Nigerian pilgrims preparing for Hajj 2026 may face an unprecedented uncertainty as a brewing diplomatic crisis between Nigeria’s National Hajj Commission (NAHCON) and Saudi Arabia’s General Authority of Civil Aviation (GACA) threatens to ground flights before they even take off.
Reports revealed that a fierce face-off between Saudi GACA and NAHCON is imminent, stemming from what Saudi authorities deem a blatant and persistent violation of a binding bilateral agreement.
Highly placed sources within GACA confirmed that the authority is prepared to take the drastic step of denying landing slots to Nigerian carriers if NAHCON fails to immediately honoured the 50 per cent allocation of pilgrims to Saudi-designated airlines, as mandated by the Bilateral Air Services Agreement (BASA) signed in 2015.
“The issue at hand is a clear violation. The allocation given to Nigerian carriers dwarfs that of the Saudi air carriers. The agreement is not being respected, and patience is wearing thin,” a source familiar with the escalating communications between the bodies stated.
Documents revealed that on December 22, 2025, NAHCON’s Commissioner of Operations issued appointment letters to airlines, allocating states and provisional pilgrim numbers for the 2026 airlift. But the plans began unravelling almost immediately.
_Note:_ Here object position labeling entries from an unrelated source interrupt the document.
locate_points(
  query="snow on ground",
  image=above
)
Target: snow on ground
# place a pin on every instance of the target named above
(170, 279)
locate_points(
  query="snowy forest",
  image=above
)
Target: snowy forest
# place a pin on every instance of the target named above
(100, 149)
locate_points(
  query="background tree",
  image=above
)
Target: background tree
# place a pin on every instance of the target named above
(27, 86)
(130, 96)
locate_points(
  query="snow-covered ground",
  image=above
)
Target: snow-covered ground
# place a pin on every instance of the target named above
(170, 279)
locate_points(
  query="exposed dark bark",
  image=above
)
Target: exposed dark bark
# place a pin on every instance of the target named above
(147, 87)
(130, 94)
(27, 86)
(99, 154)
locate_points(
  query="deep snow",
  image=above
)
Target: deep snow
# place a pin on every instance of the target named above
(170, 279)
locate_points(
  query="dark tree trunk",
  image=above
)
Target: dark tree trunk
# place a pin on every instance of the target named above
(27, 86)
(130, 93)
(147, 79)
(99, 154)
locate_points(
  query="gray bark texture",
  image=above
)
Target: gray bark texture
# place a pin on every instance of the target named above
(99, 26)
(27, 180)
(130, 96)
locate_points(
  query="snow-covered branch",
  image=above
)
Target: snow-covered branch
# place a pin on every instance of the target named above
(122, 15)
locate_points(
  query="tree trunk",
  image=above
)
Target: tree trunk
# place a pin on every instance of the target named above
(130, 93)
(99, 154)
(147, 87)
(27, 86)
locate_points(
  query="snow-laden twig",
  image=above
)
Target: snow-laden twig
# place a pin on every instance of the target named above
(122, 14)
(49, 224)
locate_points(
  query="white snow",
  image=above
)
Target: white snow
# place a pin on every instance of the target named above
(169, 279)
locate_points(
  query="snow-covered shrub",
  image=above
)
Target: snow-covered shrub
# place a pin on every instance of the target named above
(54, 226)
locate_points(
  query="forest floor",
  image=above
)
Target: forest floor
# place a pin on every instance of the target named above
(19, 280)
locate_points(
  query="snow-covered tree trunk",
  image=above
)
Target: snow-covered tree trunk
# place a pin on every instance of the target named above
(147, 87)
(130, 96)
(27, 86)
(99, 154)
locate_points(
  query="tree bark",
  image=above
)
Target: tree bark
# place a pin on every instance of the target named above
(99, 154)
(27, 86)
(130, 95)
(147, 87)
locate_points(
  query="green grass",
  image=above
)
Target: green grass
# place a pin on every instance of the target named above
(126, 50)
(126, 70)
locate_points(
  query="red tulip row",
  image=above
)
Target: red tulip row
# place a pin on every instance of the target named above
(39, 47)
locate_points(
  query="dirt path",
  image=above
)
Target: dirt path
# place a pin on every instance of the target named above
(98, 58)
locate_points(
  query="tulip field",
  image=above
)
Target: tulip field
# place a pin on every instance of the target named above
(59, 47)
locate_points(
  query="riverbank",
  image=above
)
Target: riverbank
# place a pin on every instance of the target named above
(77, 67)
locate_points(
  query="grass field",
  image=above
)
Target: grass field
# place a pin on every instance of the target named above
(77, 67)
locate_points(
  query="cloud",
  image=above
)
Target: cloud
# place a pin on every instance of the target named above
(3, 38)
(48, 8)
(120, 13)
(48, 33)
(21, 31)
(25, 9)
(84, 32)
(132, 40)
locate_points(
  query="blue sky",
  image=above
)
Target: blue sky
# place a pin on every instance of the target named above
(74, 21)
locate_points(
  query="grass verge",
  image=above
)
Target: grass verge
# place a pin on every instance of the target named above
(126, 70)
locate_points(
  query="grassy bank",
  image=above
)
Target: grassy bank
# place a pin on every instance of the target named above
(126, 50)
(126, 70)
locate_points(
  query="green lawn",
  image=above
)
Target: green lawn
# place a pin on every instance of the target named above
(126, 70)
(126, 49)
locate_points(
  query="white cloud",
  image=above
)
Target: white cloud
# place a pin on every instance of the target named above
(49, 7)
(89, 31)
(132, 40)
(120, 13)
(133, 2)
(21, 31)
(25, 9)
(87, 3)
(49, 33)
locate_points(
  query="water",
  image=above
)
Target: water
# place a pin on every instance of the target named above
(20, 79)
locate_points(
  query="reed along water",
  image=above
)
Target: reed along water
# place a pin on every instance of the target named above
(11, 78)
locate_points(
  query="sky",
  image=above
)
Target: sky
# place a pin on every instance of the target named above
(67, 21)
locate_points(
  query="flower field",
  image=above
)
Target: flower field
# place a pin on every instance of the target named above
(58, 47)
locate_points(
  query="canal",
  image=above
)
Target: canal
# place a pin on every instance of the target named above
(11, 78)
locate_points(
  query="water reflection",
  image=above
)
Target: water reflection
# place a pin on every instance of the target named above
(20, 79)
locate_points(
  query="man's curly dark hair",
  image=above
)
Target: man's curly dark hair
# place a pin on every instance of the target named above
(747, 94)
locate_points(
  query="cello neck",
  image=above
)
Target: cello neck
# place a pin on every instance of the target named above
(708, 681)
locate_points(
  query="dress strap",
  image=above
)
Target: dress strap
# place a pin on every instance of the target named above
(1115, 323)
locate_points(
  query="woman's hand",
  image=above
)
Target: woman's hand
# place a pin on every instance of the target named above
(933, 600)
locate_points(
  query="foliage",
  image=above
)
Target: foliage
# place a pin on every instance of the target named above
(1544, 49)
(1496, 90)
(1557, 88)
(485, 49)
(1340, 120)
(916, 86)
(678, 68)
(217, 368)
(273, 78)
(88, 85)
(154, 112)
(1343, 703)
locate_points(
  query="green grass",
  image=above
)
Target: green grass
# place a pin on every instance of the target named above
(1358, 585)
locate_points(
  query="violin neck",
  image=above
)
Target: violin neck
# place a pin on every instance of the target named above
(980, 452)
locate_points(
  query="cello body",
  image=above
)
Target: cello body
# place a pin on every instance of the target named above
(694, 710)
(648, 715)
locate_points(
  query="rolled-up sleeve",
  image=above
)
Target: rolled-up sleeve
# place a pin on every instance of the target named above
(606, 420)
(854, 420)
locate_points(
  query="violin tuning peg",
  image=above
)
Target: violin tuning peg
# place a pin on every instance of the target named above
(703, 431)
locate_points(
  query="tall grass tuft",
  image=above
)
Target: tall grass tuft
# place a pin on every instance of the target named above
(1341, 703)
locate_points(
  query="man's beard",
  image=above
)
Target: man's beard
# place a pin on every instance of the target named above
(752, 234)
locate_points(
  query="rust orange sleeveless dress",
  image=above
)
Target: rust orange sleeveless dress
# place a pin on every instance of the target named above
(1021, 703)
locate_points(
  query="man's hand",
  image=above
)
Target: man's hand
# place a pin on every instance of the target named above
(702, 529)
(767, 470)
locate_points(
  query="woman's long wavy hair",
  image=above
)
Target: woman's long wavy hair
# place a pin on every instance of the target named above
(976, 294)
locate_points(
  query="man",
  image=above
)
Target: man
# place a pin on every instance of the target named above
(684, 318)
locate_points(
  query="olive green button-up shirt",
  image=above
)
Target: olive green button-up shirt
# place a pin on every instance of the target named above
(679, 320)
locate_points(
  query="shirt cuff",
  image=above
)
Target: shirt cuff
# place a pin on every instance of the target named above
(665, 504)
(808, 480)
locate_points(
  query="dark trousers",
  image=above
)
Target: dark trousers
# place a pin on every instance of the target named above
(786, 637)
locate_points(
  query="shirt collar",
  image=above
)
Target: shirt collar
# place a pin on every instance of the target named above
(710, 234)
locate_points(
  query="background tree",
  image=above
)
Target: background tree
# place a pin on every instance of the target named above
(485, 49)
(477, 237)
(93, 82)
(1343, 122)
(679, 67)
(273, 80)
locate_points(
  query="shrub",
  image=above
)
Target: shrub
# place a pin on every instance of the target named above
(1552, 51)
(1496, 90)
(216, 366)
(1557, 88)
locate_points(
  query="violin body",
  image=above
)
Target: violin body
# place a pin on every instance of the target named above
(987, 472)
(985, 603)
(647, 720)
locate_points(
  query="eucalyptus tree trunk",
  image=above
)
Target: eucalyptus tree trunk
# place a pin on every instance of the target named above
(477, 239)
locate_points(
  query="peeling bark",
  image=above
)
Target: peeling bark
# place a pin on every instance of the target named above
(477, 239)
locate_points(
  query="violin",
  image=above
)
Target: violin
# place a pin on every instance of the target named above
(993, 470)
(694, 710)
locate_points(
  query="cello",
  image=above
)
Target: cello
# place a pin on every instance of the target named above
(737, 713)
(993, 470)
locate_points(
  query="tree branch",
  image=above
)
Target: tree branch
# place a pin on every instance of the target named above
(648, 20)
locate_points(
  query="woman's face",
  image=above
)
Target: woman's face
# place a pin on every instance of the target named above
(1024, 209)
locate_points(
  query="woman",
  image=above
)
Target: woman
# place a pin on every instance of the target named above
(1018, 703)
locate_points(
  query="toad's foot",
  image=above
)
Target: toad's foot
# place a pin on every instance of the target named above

States like Kaduna and Niger, which were each initially projected to send 7,000 pilgrims, are now struggling to produce even 3,000 combined – a catastrophic shortfall of over 4,000 pilgrims. These states had been allocated to Flynas, the Saudi-designated carrier.
Instead of adjusting the overall allocation to maintain BASA compliance, NAHCON simply refused to readjust the numbers. Nigerian airlines Max Air, UMZA Air, and Air Peace have seen their allocations surge beyond their initial provisions, while Flynas sits significantly underutilised.